The present pair extends from Sonoma and Napa Counties in the north to Monterey County in the south and Owens Lake and Columbus Nevada at the eastern extremes of sheet IV, centered on the gold regions.
This Hoffmann produced map is identified as the source information for the highly influential 1873 California Geological Survey Map, making it safe to surmise that the map was issued in or before 1873, with various scholars attributing dates between 1870 and 1873. We offer here Sheet IV, which includes Mariposa, Tuolumne, and Mono Counties in the north (along with Esmerelda County Nevada), and extends south to Owens Lake, Visalia and the Tule Swamp, and a significant portion of Inyo, Fresno and Tulare Counties (pre-dating the creation of several other counties in the region).

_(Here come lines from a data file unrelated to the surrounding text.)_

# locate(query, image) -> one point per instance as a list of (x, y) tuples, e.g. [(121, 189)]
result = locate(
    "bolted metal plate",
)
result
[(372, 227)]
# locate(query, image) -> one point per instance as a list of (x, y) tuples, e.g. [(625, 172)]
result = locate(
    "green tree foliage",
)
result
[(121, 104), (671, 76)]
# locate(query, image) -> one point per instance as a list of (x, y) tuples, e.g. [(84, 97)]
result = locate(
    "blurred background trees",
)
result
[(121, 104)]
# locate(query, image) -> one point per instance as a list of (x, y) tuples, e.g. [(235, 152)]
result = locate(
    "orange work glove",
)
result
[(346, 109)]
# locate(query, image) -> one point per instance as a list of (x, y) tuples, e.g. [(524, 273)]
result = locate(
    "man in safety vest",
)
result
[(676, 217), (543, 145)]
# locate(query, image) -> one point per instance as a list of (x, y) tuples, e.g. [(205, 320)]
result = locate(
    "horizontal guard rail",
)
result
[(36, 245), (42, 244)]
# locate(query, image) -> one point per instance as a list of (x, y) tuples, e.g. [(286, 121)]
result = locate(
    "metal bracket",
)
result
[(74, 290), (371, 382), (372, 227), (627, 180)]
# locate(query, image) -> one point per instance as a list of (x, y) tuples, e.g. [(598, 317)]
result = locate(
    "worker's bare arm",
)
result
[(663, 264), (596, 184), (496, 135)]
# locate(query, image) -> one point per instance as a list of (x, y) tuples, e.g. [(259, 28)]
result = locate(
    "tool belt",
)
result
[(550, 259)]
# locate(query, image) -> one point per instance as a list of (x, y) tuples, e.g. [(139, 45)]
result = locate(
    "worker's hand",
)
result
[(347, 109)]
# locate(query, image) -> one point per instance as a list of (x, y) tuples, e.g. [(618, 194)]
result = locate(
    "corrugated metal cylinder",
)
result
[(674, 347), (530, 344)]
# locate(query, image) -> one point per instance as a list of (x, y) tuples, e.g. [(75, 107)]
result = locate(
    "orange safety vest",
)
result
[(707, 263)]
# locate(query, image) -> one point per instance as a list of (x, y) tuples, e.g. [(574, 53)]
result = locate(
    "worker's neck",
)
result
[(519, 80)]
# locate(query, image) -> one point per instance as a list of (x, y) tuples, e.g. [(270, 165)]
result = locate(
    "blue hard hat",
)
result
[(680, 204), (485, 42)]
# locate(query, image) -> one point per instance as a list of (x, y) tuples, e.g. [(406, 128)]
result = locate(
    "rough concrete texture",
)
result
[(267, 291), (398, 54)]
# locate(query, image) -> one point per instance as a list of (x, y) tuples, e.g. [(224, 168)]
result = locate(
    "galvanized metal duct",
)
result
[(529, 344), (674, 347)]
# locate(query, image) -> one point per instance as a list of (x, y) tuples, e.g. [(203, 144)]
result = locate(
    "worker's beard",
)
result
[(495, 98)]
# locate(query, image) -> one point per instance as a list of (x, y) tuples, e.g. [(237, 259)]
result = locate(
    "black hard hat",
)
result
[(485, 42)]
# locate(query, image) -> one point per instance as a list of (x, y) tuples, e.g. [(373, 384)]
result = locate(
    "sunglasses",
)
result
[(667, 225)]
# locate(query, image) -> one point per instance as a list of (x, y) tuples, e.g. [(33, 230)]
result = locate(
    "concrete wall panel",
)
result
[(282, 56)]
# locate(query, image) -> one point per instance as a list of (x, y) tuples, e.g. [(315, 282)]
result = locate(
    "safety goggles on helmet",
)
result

A native of Frankfurt am Main, Germany, Charles Hoffman was the topographer of J.D. Whitney's State Geological Survey (1860-1874). Hoffmann was one of the pioneers of modern topography and is responsible for the adoption of the contour line for the topographical atlas of the United States, made by the USGS. Of the extant sheets, the southwest sheet is perhaps the most important, being the first comprehensive map of the High Sierra. The detail in the map is truly extraordinary and includes significantly more detail in the region than any map to date.
The present example has never been folded.
Josiah Dwight Whitney (November 23, 1819 – August 18, 1896) was an American geologist, professor of geology at Harvard University, and chief of the California Geological Survey (1860–1874).
Whitneyw as the foremost authority of his day on the economic geology of the U.S. Mount Whitney, the highest point in the continental United States, and the Whitney Glacier, the first confirmed glacier in the United States, on Mount Shasta, were both named after Whitney.
Born in Northampton, Massachusetts, Whitney was the oldest of 12 children. His father was Josiah Dwight Whitney (1786–1869) of the New England Dwight family. His mother was Sarah Williston (1800–1833). He was the brother of grammarian and lexicographer William Dwight Whitney (1827–1894). He was educated at a series of schools in Northampton, Plainfield, Round Hill, New Haven and Andover.
He studied chemistry, mineralogy and astronomy at Yale. After graduation in 1839, he continued to study chemistry in Philadelphia, and in 1840 he joined a geologic survey of New Hampshire as an unpaid assistant to Charles T. Jackson. In 1847, he and John Wells Foster were hired by the US Government to assist Charles T. Jackson in its survey of the Lake Superior land district of northern Michigan, which was about to become a major copper and iron mining region. When Jackson was dismissed from the survey, Foster and Whitney completed it in 1850 and the final report was published under their names.